これらの特約の他に通院時に給付金が受け取れる通院特約、先進医療を受けると給付金が受け取れる先進医療特約、所定のがんになると死亡保険金を前払いで受け取れる特定悪性新生物保険金前払特約があります。これらの特約を付加する場合は告知項目は追加されません。
特約は自分で付加するか選択できるため、無理に付加する必要はありません。この保険は特約を付加しなくても基本保障として幾つかの保障があります。入院時に日数に応じて受け取れる入院給付金、手術・放射線治療で受け取れる手術放射線治療給付金、死亡すると受け取れる死亡保険金があります。
さらに入院日数が1~9日でも10日分の給付金が受け取れる初期入院保障特則、10日以上の入院をしないと5年ごとに受け取れる健康祝い金特則、既述した特定疾病保険料払込免除特則があります。これらは基本的には基本保障に組み込まれますが、公式HPの文面からすると基本保障ではなくオプションのようです。
ちなみに健康祝金特則は終身保障ではなく90歳までとなり、先進医療特約も10年更新で90歳までとなります。

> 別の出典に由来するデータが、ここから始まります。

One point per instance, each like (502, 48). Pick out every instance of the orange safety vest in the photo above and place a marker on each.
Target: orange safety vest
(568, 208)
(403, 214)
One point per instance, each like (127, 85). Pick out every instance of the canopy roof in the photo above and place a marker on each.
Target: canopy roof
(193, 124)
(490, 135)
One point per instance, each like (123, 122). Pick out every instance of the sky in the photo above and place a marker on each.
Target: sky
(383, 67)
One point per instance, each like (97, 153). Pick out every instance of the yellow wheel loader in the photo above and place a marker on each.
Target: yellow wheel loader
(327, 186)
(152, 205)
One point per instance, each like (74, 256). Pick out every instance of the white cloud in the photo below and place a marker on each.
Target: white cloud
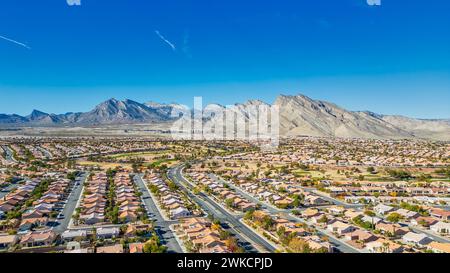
(15, 42)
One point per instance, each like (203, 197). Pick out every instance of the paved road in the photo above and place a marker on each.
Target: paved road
(162, 227)
(333, 200)
(211, 207)
(434, 236)
(9, 154)
(8, 189)
(46, 153)
(340, 245)
(62, 224)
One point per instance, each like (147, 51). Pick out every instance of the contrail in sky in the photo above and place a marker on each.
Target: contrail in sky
(165, 40)
(15, 42)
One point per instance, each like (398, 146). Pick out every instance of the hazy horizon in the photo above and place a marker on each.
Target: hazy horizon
(58, 58)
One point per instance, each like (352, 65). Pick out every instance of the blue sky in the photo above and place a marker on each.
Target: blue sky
(391, 59)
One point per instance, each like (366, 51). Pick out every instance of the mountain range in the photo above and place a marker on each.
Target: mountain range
(299, 116)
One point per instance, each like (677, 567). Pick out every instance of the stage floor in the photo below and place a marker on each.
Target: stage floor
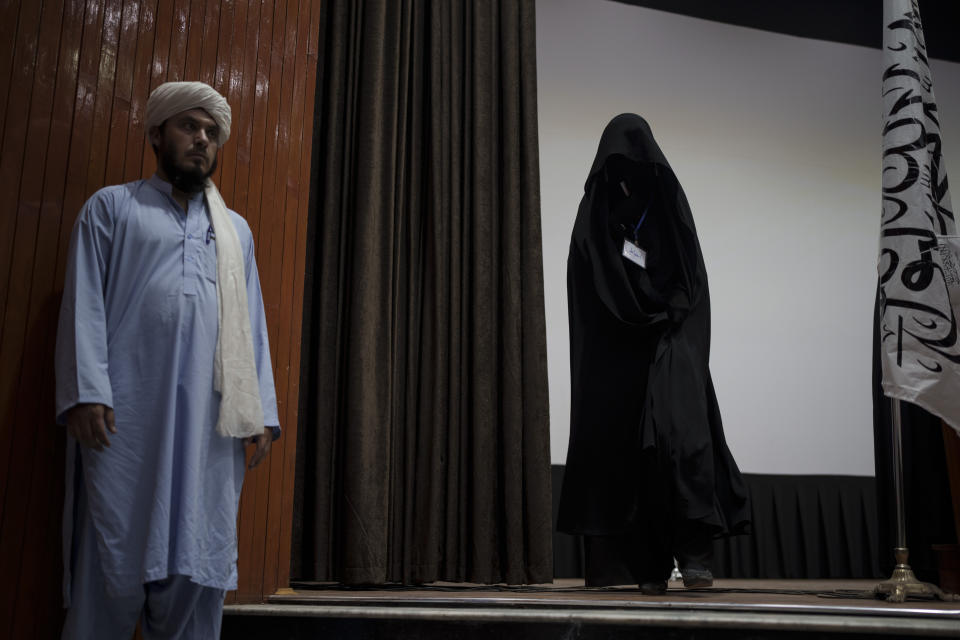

つまり健康祝金は90歳から95歳になっても受け取れない、90歳以上での先進医療は対象外となります。
保険料・返戻率を他社と比較
この保険は30歳男性・入院日額5000円・死亡給付金なしだと、保険料は月額4306円となります。40歳で契約すると4686円、50歳で契約すると4861円となります。他社の保険では40歳と50歳で契約するのでは、保険料が月額700~800円ほど差があります。この保険は差額が僅か200円で、その意味では50歳で契約しても保険料の負担感は小さいともいえます。
返戻率は30歳男性で前述のケースで考えてみます。10年後の40歳時にでがんになり手術して17日間の入院(厚労省 患者調査のがんの平均入院日数)と1回の放射線治療を受けると、合計33万円の給付金が受け取れます。そこに健康給付金2回分の10万円で合計43万円となります。保険料は10年間で51万円支払っているため、返戻率は84%と100%を下回ります。100%を超えるのは放射線治療が3回を超えた場合等が考えられます。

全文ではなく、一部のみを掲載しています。